- Eat three square meals a day.
- Brush your teeth twice a day.
- Change the oil every 3,000 miles.
- Take the trash to the curb once a week.
Many of us love guidelines with numbers, because it’s easier to wrap our heads around the information that way. It helps us get a mental picture of what we should expect.
But even guidelines with numbers are open to debate. Maybe your health is such that you can’t eat a lot of food at one sitting. Maybe you prefer to brush your teeth after every meal. Maybe you are using a different kind of oil that works longer. Maybe you take your own trash to the dump.
It is the principles behind the numbers that are most important. The numbers may change, but the principles remain constant.
- Eat healthful food at regular intervals throughout the day to keep a steady supply of energy.
- Clean your teeth often to remove food particles that can cause pain and decay.
- Change the oil in your vehicle frequently to help keep your engine clean and running smoothly.
- Remove trash from your house to avoid a stockpile of smelly garbage.
The principles behind the numbers are important to keep in mind when we talk about narration too. Today as we continue our Narration Q & A series, we are addressing some questions about the frequency of narrating. I may give some number suggestions, but make sure you keep your focus on the principles behind those numbers and use the tool of narration as it best fits your child and your family situation.
The Frequency of Narrations
Narration Question #29: Do we require narrations of all books/subjects after age six? I seem to remember reading somewhere that certain subjects are just for enjoyment and they do not narrate them, but I cannot remember where I read that, or if it is true.
You are correct that narrations should not be required of a child younger than six. You probably read that here: “Until he is six, let Bobbie narrate only when and what he has a mind to. He must not be called upon to tell anything” (Vol. 1, p. 231).
As to which subjects, keep in mind that Charlotte Mason did not use the read-a-living-book-and-narrate-it method for all school subjects. That method was used primarily for history, geography, Bible, science, and literature. So those five subjects will be your main focus.
Narration Question #30: Should I make my kids narrate everything they (and I) read?
This is where it is vital to keep in mind the purpose of narration: we ask the student to narrate in order to cement the material in his mind. So a guideline that can help with this question is to ask yourself How important is this material? Do I want my student to put forth the effort to purposely remember it? If the answer is Yes, require a narration.
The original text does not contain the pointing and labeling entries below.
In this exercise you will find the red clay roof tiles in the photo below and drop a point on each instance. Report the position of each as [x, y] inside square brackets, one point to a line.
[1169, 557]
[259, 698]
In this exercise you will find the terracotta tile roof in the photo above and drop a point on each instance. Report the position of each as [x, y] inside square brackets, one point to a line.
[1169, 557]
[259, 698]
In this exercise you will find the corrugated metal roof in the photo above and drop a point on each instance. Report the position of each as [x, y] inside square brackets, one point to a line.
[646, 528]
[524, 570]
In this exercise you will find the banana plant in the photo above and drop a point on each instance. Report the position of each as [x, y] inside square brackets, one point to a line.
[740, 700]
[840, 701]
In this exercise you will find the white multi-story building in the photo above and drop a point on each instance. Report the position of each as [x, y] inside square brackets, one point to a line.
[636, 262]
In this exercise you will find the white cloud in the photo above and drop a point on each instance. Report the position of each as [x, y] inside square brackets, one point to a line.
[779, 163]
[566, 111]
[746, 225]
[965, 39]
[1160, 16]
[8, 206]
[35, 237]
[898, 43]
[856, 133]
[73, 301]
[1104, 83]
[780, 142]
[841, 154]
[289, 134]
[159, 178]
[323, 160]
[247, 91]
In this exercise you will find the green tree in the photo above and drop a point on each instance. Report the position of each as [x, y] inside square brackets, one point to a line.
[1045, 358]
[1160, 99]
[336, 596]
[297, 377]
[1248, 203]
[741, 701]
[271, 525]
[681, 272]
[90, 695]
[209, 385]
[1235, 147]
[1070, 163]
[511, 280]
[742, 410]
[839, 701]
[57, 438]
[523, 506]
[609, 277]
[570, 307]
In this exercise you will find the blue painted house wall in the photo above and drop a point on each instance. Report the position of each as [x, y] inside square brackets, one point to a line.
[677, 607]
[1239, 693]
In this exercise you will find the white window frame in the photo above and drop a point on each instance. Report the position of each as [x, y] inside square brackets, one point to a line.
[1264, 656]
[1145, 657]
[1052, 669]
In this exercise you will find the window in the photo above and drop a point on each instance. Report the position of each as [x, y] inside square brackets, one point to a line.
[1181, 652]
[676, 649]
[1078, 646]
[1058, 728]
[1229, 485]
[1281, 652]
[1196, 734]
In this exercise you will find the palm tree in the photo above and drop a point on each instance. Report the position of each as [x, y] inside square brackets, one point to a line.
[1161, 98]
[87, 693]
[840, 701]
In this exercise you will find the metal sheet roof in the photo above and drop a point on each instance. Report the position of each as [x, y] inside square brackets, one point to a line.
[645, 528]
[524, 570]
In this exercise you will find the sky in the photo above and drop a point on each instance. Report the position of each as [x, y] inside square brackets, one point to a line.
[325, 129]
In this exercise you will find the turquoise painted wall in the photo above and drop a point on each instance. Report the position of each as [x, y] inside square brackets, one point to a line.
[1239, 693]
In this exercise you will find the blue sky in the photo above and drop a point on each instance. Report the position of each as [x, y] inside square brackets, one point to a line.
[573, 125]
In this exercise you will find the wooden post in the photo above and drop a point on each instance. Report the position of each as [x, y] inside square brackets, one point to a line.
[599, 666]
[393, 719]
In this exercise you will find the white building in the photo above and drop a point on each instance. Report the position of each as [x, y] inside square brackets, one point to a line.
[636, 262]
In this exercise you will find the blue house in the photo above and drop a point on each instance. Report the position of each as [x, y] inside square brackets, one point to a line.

But you might answer No sometimes. One possible scenario for answering No might be historical fiction books. I like to use that genre to give my students a good “feel” for the time period, but it is not important that they cement in their minds the invented story. So I might not ask for a narration on that particular book.
You decide how to use the tool of narration based on what you want to accomplish.
Narration Question #31: Should I vary the subjects daily in which narration is expected (for example: Monday-History, Tuesday-Literature, etc.) OR should I consistently have my children narrate from the same subject(s) each day, as in a written history narration is required after every history reading, etc.?
The answer to this question also depends on what you want to accomplish. If you have determined that you want the material from the history book to be cemented in your student’s mind, then ask for a narration every time it is read.
Variety, however, is a good thing. Narrating every day is not an issue; narrating from the same book every day will quickly grow stale. Charlotte was careful to arrange her weekly schedule to do different subjects (with different books) on different days.
Depending on the age of the child, you could add variety by sometimes requiring an oral narration, sometimes requiring a written narration, or using some of the alternate narration ideas.
Narration Question #32: How many narrations should I require daily? Oral? Written? Both?
It’s interesting to look at Charlotte’s schedules and see how many read-a-living-book-and-narrate-it subjects she covered during a given day. In grades 1–3, it was often only one, sometimes two subjects per day; grades 4–6, it was two, sometimes three per day; for the upper grades, it was usually three. So, based on her schedule, we can assume that’s how often she required narrations daily.
Whether those narrations are oral or written depends on the level of the child. Charlotte asked for oral narrations in all the grades; around grade 4 she began to ask for some of the narrations to be written.
Here are some suggestions for what that might look like. If your 4th grader is reading and narrating two, sometimes three, books per day, you would probably want most of those to remain oral narrations; you might ask for one written narration per week in order to gradually phase them in. As your student gets more comfortable putting his thoughts on paper, you could gradually increase the number of written narrations required until, in high school, he would probably be writing at least one or two narrations every day.
But that’s just one suggestion of what it could look like. As always, teach the child and keep the principles behind the numbers in mind.